何分、彼は戦闘向きの性格では無かったし、能力を使っての戦闘よりも植物などを能力で急成長させて店に売買する方針だそうだ。
ちなみに、野菜の種などは俺が日本から提供している。
料理とか道具作成の素材を毎回買いに行くのは骨が折れるからなぁ……量産やコスト的に率先して育ててくれている。
学級委員は出来あがった大根をクマ子に渡す。
「ガウー」
クマ子が早速食べ始める。
こちらの世界でも熊は雑食らしく、肉でも野菜でもなんでも食べる。
若干ヘルシー傾向がある様な気もするが、甘い物も好きだ。
ラムレスさんの話では日本とは違い、人間の食べ物を食べても問題無いらしい。
「俺に何か用?」
「ああ、羽橋君だけじゃなく、みんなが一丸になって金銭やポイントを稼いでいるだろう?」
「ああ、依藤達の助けになる様にな」
依藤達も森にいた時みたいな態度は完全に鳴りを潜め、俺達には頭が上がらないと会う度に言ってくる。

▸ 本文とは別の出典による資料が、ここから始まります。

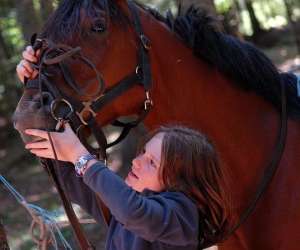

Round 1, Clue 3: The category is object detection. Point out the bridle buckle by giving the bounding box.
[144,91,153,110]
[50,98,74,122]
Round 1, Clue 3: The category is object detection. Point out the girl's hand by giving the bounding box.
[16,46,40,83]
[25,123,88,164]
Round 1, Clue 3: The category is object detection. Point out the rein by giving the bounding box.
[25,1,153,250]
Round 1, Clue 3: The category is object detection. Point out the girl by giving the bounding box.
[18,47,231,250]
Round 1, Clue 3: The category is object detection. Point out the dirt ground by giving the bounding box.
[0,46,300,250]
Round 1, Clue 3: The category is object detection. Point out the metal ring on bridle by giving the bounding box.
[50,98,74,121]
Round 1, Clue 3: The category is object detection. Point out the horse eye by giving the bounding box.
[92,22,106,33]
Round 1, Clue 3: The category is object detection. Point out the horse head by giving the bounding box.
[14,0,148,145]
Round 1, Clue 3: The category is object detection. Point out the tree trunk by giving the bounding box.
[245,0,262,37]
[177,0,217,16]
[283,0,300,55]
[16,0,41,43]
[0,221,9,250]
[40,0,53,22]
[0,26,12,60]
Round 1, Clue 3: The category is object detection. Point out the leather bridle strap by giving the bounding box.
[224,79,288,240]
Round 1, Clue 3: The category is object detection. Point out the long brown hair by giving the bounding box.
[143,125,232,248]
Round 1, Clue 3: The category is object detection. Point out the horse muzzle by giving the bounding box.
[12,92,56,143]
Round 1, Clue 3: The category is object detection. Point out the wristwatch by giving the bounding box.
[74,154,97,176]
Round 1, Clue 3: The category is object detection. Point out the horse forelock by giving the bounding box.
[41,0,125,42]
[41,0,300,118]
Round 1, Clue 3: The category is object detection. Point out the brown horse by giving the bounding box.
[14,0,300,250]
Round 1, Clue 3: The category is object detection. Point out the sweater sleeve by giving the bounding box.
[83,163,198,246]
[56,163,105,225]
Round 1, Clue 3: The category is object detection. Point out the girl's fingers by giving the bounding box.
[25,140,51,149]
[30,149,54,159]
[25,129,49,140]
[22,50,37,63]
[20,59,33,74]
[17,65,31,82]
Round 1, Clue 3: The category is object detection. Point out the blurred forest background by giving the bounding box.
[0,0,300,250]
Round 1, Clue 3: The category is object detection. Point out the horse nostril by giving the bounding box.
[32,91,53,108]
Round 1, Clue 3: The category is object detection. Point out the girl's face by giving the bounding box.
[125,133,164,192]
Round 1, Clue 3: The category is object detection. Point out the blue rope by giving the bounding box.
[0,175,72,250]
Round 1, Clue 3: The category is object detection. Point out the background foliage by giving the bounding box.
[0,0,300,249]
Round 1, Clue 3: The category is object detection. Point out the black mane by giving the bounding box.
[42,0,300,119]
[144,6,300,119]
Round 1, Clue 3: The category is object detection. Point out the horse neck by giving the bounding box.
[143,13,279,207]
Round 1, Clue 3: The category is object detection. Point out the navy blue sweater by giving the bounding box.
[60,162,199,250]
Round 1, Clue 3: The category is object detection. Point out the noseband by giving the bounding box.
[26,1,153,159]
[25,0,153,250]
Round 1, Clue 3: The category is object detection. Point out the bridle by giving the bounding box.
[26,1,153,158]
[21,0,287,250]
[25,0,153,250]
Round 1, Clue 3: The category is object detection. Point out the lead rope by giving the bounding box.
[34,41,94,250]
[0,175,72,250]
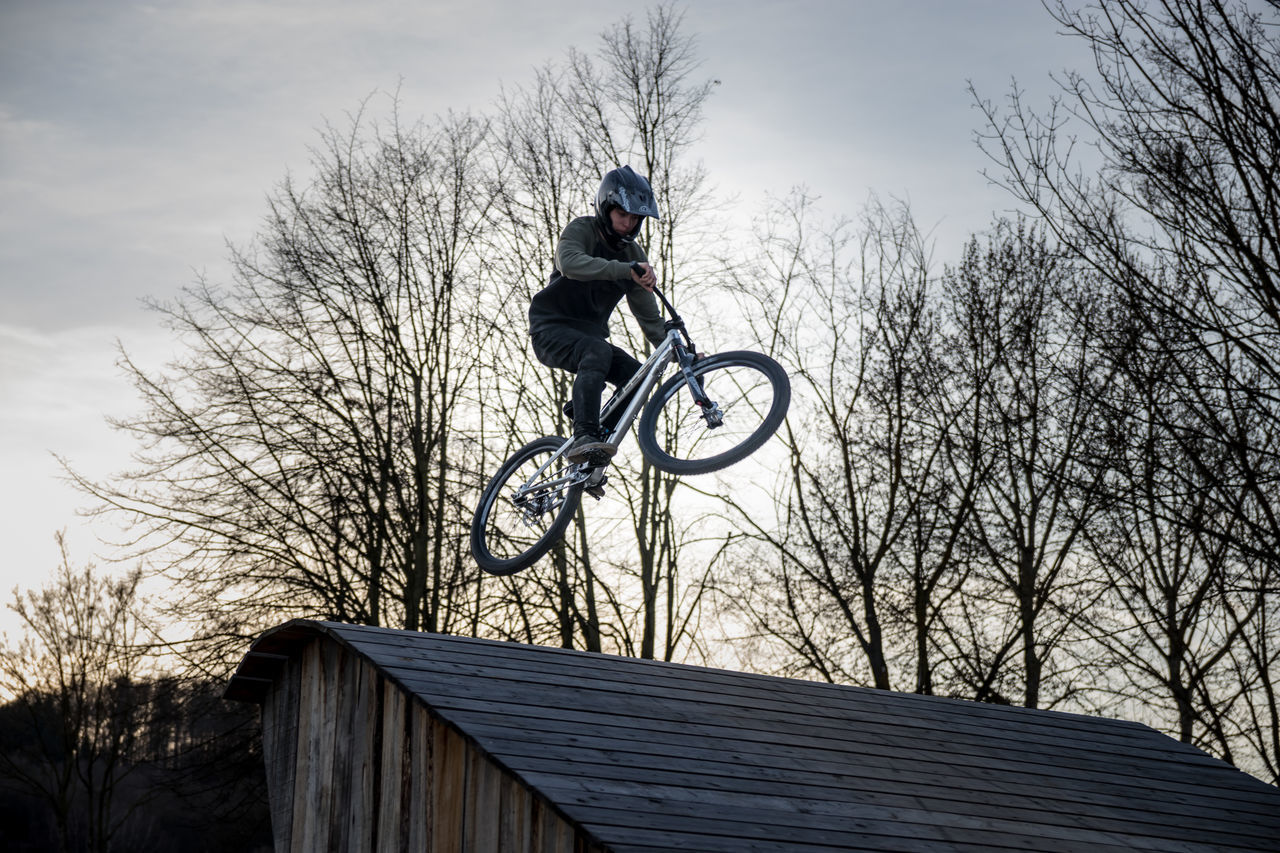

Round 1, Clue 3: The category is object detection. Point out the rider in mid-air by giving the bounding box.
[529,165,666,462]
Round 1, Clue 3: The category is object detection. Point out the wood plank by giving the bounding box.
[243,622,1280,853]
[386,666,1274,807]
[509,761,1276,845]
[402,701,436,852]
[453,717,1256,826]
[430,725,468,853]
[261,650,300,852]
[340,629,1162,754]
[378,680,408,853]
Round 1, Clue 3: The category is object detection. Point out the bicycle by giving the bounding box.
[471,270,791,575]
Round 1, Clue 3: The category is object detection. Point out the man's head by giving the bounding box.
[595,167,659,248]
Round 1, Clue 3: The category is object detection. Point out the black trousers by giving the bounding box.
[532,325,640,435]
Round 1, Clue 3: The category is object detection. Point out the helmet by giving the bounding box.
[595,167,659,248]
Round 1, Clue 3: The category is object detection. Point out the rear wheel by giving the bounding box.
[636,352,791,474]
[471,435,582,575]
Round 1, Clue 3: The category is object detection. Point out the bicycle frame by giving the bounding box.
[512,288,723,499]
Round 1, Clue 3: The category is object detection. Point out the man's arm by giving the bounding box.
[556,218,631,282]
[627,284,667,346]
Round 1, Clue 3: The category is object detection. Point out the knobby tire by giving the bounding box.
[636,351,791,474]
[471,435,582,575]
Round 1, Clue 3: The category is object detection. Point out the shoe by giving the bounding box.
[564,435,618,465]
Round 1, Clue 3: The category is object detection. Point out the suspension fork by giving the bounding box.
[631,263,724,429]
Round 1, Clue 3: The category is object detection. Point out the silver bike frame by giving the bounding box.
[513,329,682,503]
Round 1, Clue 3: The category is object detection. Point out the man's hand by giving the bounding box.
[631,261,658,292]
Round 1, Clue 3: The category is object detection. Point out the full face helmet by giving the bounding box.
[595,167,660,248]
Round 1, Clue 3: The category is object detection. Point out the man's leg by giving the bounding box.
[532,327,629,461]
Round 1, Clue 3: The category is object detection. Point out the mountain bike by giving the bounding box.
[471,270,791,575]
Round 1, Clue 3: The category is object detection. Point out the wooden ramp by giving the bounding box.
[227,621,1280,853]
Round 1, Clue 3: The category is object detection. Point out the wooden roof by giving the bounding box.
[228,621,1280,853]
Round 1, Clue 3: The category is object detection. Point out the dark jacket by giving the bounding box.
[529,216,667,346]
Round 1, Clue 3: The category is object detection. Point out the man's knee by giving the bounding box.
[577,338,613,377]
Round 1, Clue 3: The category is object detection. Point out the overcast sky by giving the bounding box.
[0,0,1088,628]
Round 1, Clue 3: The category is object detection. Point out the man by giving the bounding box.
[529,167,666,465]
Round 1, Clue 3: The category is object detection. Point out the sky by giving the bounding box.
[0,0,1088,633]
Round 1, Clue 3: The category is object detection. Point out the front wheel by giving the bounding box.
[636,352,791,474]
[471,435,582,575]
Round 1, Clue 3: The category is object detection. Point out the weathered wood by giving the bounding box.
[237,622,1280,853]
[262,648,300,852]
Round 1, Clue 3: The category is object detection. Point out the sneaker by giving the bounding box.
[564,435,618,465]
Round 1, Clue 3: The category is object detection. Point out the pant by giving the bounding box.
[532,325,640,435]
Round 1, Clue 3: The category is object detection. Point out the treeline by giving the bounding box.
[5,0,1280,845]
[0,535,271,853]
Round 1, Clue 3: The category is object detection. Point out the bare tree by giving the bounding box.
[0,534,151,852]
[983,0,1280,767]
[719,193,979,692]
[945,222,1111,707]
[490,6,712,658]
[72,96,493,653]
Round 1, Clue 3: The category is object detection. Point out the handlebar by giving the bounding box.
[631,261,696,352]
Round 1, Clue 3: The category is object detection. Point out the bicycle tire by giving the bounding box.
[636,351,791,474]
[471,435,582,575]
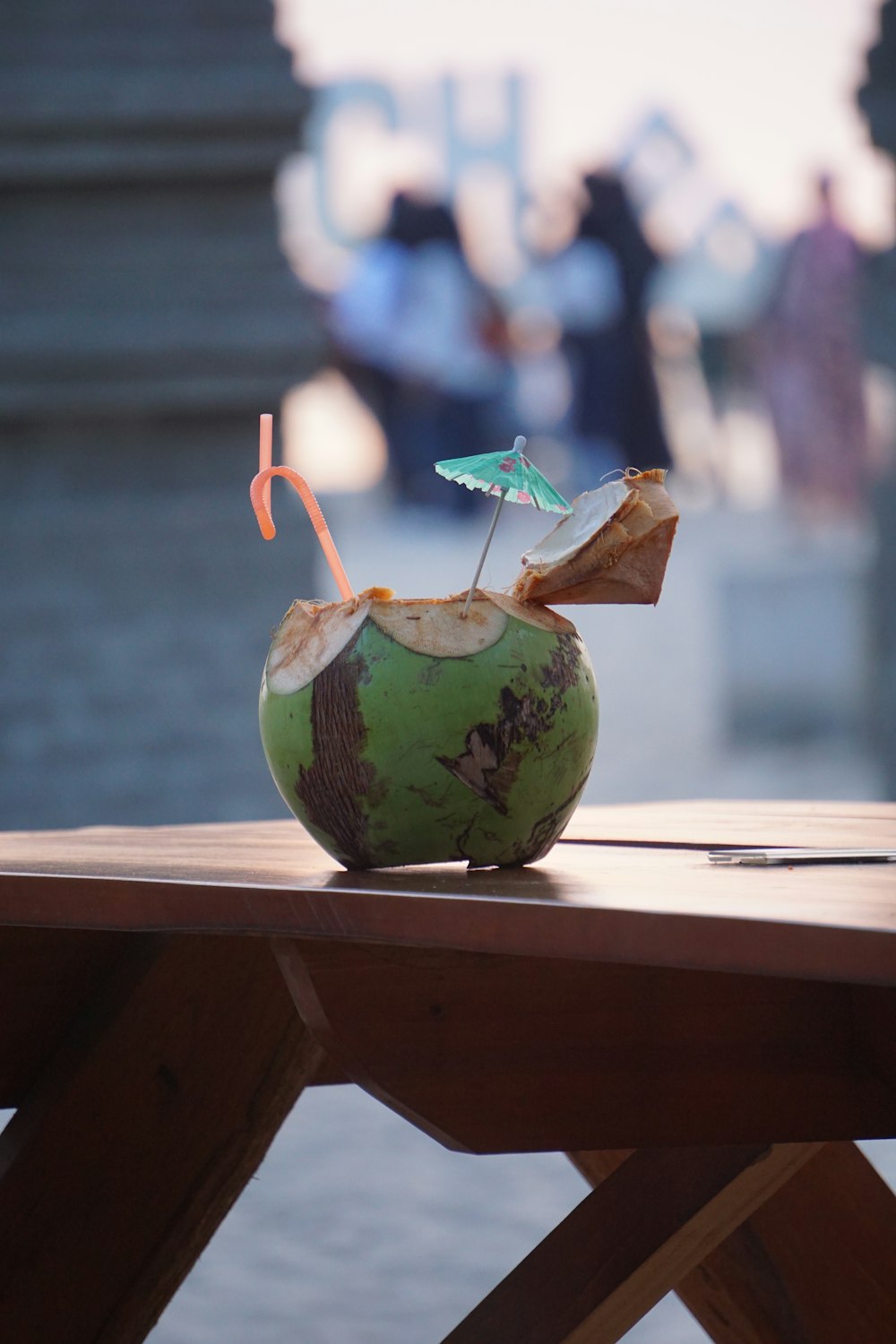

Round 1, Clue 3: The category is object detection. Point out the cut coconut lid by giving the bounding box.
[522,480,635,569]
[511,470,678,607]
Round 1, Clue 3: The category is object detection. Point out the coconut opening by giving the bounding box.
[266,589,575,695]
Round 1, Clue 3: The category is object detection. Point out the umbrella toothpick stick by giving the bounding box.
[461,491,506,620]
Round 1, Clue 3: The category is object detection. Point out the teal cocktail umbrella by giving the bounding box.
[435,435,573,616]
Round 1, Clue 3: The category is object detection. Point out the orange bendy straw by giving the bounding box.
[248,416,355,602]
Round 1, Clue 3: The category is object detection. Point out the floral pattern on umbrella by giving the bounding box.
[435,435,573,617]
[435,435,573,513]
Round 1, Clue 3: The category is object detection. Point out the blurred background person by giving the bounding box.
[331,193,506,513]
[510,172,672,494]
[759,175,869,521]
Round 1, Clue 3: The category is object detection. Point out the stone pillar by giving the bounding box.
[858,0,896,798]
[0,0,321,827]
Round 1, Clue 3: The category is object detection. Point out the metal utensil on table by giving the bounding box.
[707,849,896,867]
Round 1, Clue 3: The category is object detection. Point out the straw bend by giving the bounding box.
[248,467,355,602]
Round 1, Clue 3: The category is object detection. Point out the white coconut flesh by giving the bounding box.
[522,480,638,570]
[266,589,575,695]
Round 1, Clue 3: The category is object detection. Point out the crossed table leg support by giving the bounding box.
[0,930,896,1344]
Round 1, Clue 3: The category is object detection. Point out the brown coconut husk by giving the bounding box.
[511,470,678,607]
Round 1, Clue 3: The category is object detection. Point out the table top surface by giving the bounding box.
[0,803,896,984]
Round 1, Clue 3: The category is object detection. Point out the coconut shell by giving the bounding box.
[511,470,678,607]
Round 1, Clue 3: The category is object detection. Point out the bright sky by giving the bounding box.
[275,0,893,245]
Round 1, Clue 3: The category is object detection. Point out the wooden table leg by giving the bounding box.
[570,1144,896,1344]
[444,1144,820,1344]
[0,935,323,1344]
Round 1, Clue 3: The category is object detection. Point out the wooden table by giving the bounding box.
[0,804,896,1344]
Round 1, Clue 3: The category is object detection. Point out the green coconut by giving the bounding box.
[259,589,598,868]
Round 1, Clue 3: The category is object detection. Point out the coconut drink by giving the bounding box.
[251,418,670,868]
[259,589,598,868]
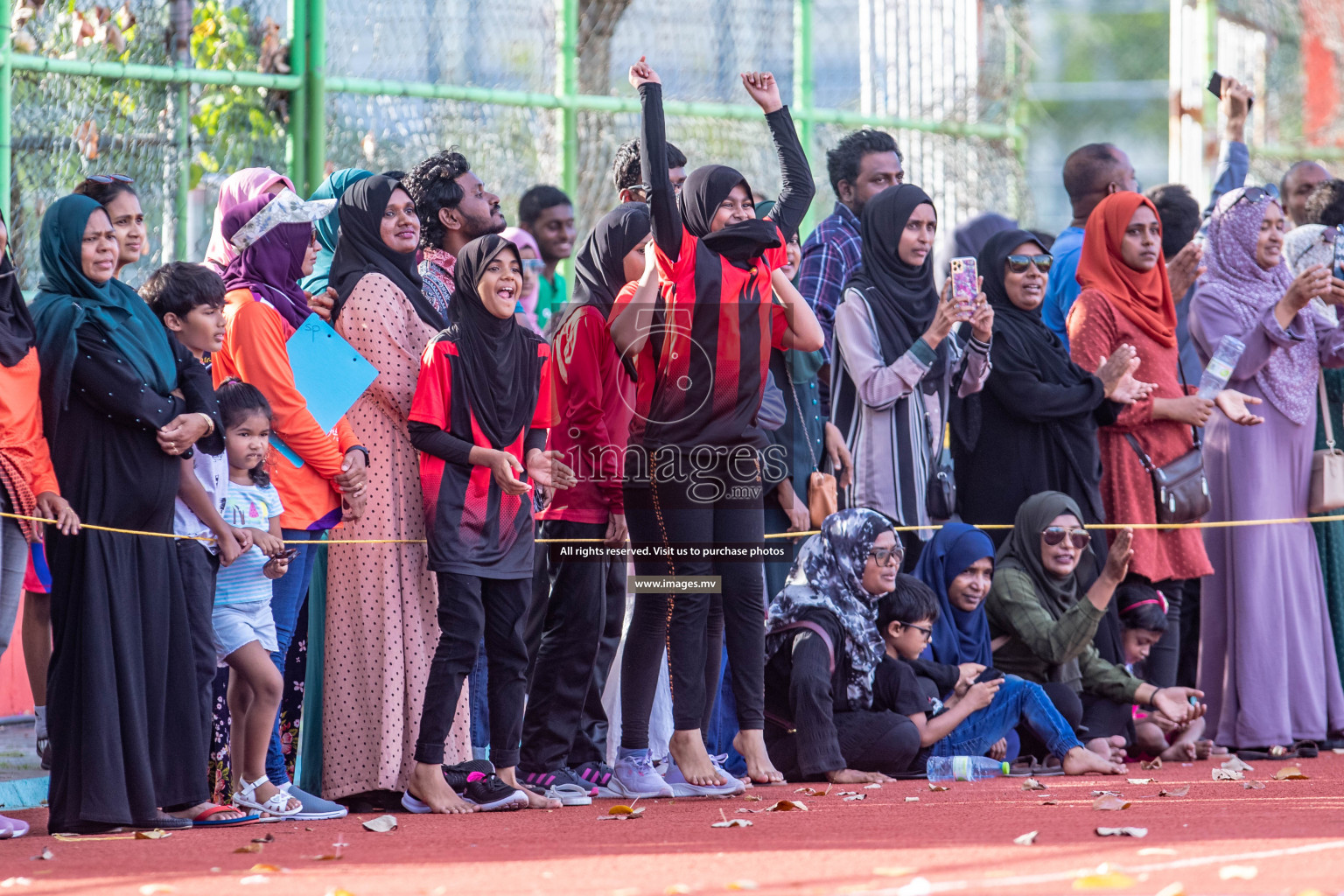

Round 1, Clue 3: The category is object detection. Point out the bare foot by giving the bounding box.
[164,801,249,821]
[406,761,480,816]
[494,766,564,808]
[1085,735,1125,761]
[1195,738,1227,759]
[668,728,725,788]
[1158,740,1207,761]
[732,728,783,785]
[1063,747,1125,775]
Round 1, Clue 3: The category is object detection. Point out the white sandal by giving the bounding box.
[233,775,304,818]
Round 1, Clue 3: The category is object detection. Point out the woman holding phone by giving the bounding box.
[830,184,995,570]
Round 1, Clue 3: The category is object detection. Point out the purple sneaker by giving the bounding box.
[607,751,674,799]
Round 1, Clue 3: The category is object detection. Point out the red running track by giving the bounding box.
[0,753,1344,896]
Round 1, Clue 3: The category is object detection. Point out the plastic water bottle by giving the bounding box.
[925,756,1008,780]
[1199,334,1246,399]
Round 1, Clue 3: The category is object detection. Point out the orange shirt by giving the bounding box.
[210,289,359,529]
[0,348,60,494]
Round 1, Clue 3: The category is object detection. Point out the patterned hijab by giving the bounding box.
[204,168,297,276]
[298,168,374,294]
[765,508,900,710]
[1191,189,1320,424]
[1078,192,1176,348]
[915,522,995,666]
[220,193,313,329]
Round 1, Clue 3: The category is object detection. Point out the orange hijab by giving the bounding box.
[1078,192,1176,348]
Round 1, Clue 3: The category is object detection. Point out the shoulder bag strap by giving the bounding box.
[1316,371,1334,452]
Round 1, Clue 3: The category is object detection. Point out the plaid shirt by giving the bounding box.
[798,203,863,360]
[795,203,863,417]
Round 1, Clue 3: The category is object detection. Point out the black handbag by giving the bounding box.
[925,380,957,520]
[1125,426,1211,524]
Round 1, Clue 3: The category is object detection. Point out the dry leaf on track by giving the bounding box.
[766,799,808,811]
[364,816,396,834]
[1218,865,1259,880]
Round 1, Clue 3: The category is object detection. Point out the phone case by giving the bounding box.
[951,256,980,308]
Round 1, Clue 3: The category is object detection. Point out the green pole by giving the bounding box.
[555,0,579,207]
[172,83,191,261]
[0,0,13,228]
[304,0,326,196]
[284,0,309,196]
[793,0,817,241]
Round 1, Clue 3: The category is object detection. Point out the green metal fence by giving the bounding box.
[0,0,1021,286]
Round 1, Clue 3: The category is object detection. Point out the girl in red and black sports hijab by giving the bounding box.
[402,234,574,813]
[612,60,822,795]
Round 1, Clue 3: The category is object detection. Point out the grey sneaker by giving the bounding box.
[607,752,672,799]
[279,782,349,821]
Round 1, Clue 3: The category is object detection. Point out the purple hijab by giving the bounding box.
[1192,189,1320,424]
[223,193,313,329]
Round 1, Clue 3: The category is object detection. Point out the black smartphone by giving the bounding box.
[1208,71,1256,111]
[1331,224,1344,279]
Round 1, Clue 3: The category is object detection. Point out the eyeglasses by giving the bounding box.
[1040,525,1091,550]
[868,548,906,567]
[1008,254,1055,274]
[900,622,933,640]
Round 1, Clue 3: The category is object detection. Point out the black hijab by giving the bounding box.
[845,184,948,365]
[976,230,1091,386]
[574,203,649,319]
[443,236,544,450]
[676,165,783,264]
[0,212,38,367]
[326,175,447,331]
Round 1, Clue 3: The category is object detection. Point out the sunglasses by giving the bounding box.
[1008,254,1055,274]
[1228,186,1278,208]
[1040,525,1091,550]
[900,622,933,640]
[868,548,906,567]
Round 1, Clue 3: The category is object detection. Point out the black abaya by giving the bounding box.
[43,324,223,833]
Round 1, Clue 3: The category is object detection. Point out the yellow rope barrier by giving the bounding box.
[8,513,1344,545]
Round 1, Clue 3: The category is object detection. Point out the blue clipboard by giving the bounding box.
[270,314,378,466]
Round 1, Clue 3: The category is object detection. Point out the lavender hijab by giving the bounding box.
[223,193,313,329]
[1192,189,1320,424]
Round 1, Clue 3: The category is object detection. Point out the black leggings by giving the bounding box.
[416,572,532,768]
[621,464,766,750]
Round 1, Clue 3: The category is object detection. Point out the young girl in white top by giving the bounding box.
[214,379,303,816]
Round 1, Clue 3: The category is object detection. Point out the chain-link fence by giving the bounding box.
[0,0,1344,289]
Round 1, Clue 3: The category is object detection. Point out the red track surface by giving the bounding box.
[0,755,1344,896]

どうも谷泉の統治状態じゃありえない程の効率を叩き出せているそうだ。
誰かが言ったが縛りプレイをやっていた感覚だったか。
そういう訳で近々拠点向けの連中を大々的にLv上げに行く計画が進みつつある。
まあ……茂信や萩沢の例を考えるにLvを上げれば便利になるのは目に見えているからなぁ。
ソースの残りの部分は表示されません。